When an organization introduces iterations in that way, they incur additional process management overhead as they attempt to mimic the "agile" ceremonies they have read about in books, but they don’t reap any benefits from it because they are still doing things the same way as before. The idea of an iterative process is that we iterate over the "requirements." If the requirements are all set in advance, then iterating over the programming tasks doesn’t really do much for us. Various iterative and time-box models, including Spiral, RUP, Evo, Scrum, Extreme Programming, and others make it clear that we incrementally plan, analyze, design, code, test, and deploy, ideally with the goal of generating hard value, and we want feedback from real users in each iteration. We don’t carve out the programming bit from the middle of the "waterfall" and pretend to iterate over just that, in isolation from the rest of the process. To do so would be like mixing bugs and weeds into our rice. On the surface, not very appetizing.

But this non-appetizing thing turned out to be a lever, and with one of those we can start to move things. In a conversation with a few area managers and project managers, someone mentioned that their biggest pain point is integration and deployment. Code is built by different groups who work independently and who don’t integrate the various parts of the code base until late in the delivery cycle, at a point when change is expensive and unexpected change doubly so. Without integrated code, no one practices the deployment procedure until the very end of the delivery cycle. More surprises, more changes, more expense, more frustration.
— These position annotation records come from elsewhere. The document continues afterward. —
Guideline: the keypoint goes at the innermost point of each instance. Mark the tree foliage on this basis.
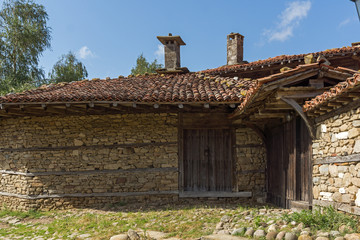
(68, 69)
(143, 66)
(24, 35)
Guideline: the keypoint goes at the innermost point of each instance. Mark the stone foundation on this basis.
(336, 162)
(84, 161)
(251, 162)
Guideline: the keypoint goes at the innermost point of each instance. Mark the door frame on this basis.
(232, 140)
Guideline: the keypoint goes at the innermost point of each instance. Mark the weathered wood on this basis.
(346, 108)
(344, 99)
(126, 145)
(300, 205)
(89, 172)
(207, 157)
(251, 171)
(299, 110)
(114, 194)
(215, 194)
(291, 79)
(249, 145)
(268, 115)
(338, 159)
(288, 162)
(337, 75)
(205, 120)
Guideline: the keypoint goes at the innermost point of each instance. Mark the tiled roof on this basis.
(335, 92)
(283, 59)
(272, 78)
(192, 87)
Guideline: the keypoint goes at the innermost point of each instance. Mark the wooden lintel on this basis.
(334, 104)
(326, 108)
(337, 75)
(338, 111)
(299, 95)
(291, 80)
(299, 110)
(354, 94)
(268, 115)
(344, 99)
(311, 114)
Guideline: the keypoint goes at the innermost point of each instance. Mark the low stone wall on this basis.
(64, 203)
(336, 162)
(251, 162)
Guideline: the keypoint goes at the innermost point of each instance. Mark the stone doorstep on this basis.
(222, 237)
(300, 205)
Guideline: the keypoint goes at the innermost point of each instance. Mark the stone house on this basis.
(283, 130)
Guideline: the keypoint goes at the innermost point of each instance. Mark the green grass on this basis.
(29, 214)
(187, 222)
(323, 219)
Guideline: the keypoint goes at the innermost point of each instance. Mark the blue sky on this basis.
(109, 35)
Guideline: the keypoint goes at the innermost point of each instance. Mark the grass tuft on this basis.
(326, 218)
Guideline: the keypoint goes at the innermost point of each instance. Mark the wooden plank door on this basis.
(289, 163)
(207, 160)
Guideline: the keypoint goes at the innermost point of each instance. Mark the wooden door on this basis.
(289, 164)
(207, 160)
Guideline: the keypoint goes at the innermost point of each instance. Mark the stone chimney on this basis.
(172, 52)
(235, 49)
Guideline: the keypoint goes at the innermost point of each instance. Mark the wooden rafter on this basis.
(299, 110)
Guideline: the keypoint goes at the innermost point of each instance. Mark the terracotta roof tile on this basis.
(283, 58)
(191, 87)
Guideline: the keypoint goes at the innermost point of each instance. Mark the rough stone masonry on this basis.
(336, 158)
(83, 161)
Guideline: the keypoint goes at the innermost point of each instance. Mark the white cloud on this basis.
(159, 53)
(345, 22)
(85, 53)
(289, 19)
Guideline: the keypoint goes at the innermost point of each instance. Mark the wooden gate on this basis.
(289, 165)
(207, 160)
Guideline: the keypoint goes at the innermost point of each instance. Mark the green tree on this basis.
(68, 69)
(143, 66)
(24, 35)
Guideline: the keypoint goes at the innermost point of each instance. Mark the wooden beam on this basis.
(299, 110)
(337, 75)
(344, 99)
(338, 111)
(291, 80)
(334, 104)
(268, 115)
(299, 95)
(319, 111)
(354, 94)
The make-believe iterations aren’t doing anything for the company, but at least they provide a mechanism for iterating and the people in the various work group silos are already comfortable with the idea of iterations. We are addressing their pain point by extending the scope of the iterative portion of the process to include integration, acceptance testing, and deployment. My primary mandate was originally to introduce the practice of specification by example (which is also known by a few other names) using Cucumber. But this won’t help very much unless the executable examples are actually used by the development groups as the basis for building product. We have had good support from both the business analysis and QA areas, and indeed the walls between those two silos are mostly gone, but the reactions of the other silos involved in software delivery have ranged from bemusedly tolerant to openly hostile. Extending the iterative activities beyond just the programming tasks is a significant step forward for this organization. Since all the silos share the pain of integration and deployment issues, it’s a natural lever to move the organization toward a more-effective delivery process. People are thinking about pain relief rather than about how to avoid change.

Don’t worry if you can’t change the whole world all at once. Find a lever. It might not look like a lever at first, but it’s there, somewhere, hiding in a bowl of rice or in a make-believe iteration.